Residents of a Greek island pulled shipwrecked migrants to safety up steep cliffs in dramatic rescues after two boats sank in Greek waters, leaving at least 17 people dead and dozens still missing.
The coast guard said 16 of the bodies were of young African women while one was a young man. They were all recovered near the eastern island of Lesbos after a dinghy carrying about 40 people sank. Ten women were rescued, while 13 other migrants were believed to be missing, coast guard officials said.
“The women who were rescued were in a full state of panic so we are still trying to work out what happened,” coast guard spokesman Nikos Kokkalas told state television. “The women were all from African countries, aged 20 upward. ... There is a search on land as well as at sea and we hope that survivors made it to land.”
The second rescue effort was launched several hundred kilometers (miles) to the west, off the island of Kythira, where a sailboat struck rocks and sank.
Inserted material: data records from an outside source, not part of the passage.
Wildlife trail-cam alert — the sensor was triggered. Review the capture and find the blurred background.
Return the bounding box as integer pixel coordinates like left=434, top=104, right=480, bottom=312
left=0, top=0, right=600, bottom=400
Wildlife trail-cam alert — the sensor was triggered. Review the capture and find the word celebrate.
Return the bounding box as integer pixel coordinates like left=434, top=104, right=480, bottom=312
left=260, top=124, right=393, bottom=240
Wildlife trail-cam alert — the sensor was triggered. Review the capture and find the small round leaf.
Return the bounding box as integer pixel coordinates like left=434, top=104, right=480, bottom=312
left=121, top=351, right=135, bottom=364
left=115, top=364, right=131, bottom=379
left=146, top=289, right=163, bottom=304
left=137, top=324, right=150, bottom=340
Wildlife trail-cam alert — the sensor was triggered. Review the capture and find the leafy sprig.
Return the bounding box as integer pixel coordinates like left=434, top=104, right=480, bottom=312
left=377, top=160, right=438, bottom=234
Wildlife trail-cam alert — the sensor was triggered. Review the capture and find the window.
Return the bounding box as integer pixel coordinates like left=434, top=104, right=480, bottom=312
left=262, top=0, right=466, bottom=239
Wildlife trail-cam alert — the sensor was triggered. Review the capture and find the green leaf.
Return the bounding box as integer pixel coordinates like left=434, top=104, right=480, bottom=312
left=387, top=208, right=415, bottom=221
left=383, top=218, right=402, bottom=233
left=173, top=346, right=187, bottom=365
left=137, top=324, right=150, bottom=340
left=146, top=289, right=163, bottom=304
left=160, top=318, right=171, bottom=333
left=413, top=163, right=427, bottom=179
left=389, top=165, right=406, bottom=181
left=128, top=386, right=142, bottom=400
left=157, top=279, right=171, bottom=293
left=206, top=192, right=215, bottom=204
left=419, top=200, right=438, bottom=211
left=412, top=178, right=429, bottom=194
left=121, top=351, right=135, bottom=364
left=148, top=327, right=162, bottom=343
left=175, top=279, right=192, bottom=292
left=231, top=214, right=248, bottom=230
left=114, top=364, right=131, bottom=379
Kokkalas said 80 people had been rescued while a search continued for as many as 15 still believed to be missing, The Associated Press said.
With winds in the area reaching 70 kph (45 mph), Fire Service rescuers and local volunteers on Kythira lowered ropes to help migrants climb up cliffs on the seafront.
Survivors clinging to ropes were pulled to safety up steep cliffs as others were buffeted by waves as they waited their turn on tiny areas of rock at the bottom.
“All the residents here went down to the harbor to try and help,” Martha Stathaki, a local resident told The Associated Press.
“We could see the boat smashing against the rocks and people climbing up those rocks to try and save themselves. It was an unbelievable sight.”
Kythira is some 400 kilometers (250 miles) west of Turkey and on a route often used by smugglers to bypass Greece and head directly to Italy.
The deaths occurred amid a heated spat between Greece and Turkey over the safety of migrants at sea with Athens accusing its neighbor of failing to stop smugglers active on its shoreline and even using migrants to apply political pressure on the European Union.
“Once again, Turkey’s tolerance of gangs of ruthless traffickers has cost human lives,” Greek Shipping Minister Yannis Plakiotakis said.
“As long as the Turkish coastguard does not prevent their activities, the traffickers cram unfortunate people, without safety measures, into boats that cannot withstand the weather conditions, putting their lives in mortal danger.”
Turkey denies the allegations and has publicly accused Greece of carrying out reckless summary deportations, known as pushbacks.
Speaking at the United Nations General Assembly last month, Turkish President Recep Tayyip Erdogan, accused Greece of “turning the Aegean Sea into a graveyard” and held up photographs of dead migrant children.
Most migrants reaching Greece travel from nearby Turkey, but smugglers have changed routes in recent months in an effort to avoid heavily patrolled waters around Greek islands near the Turkish coastline.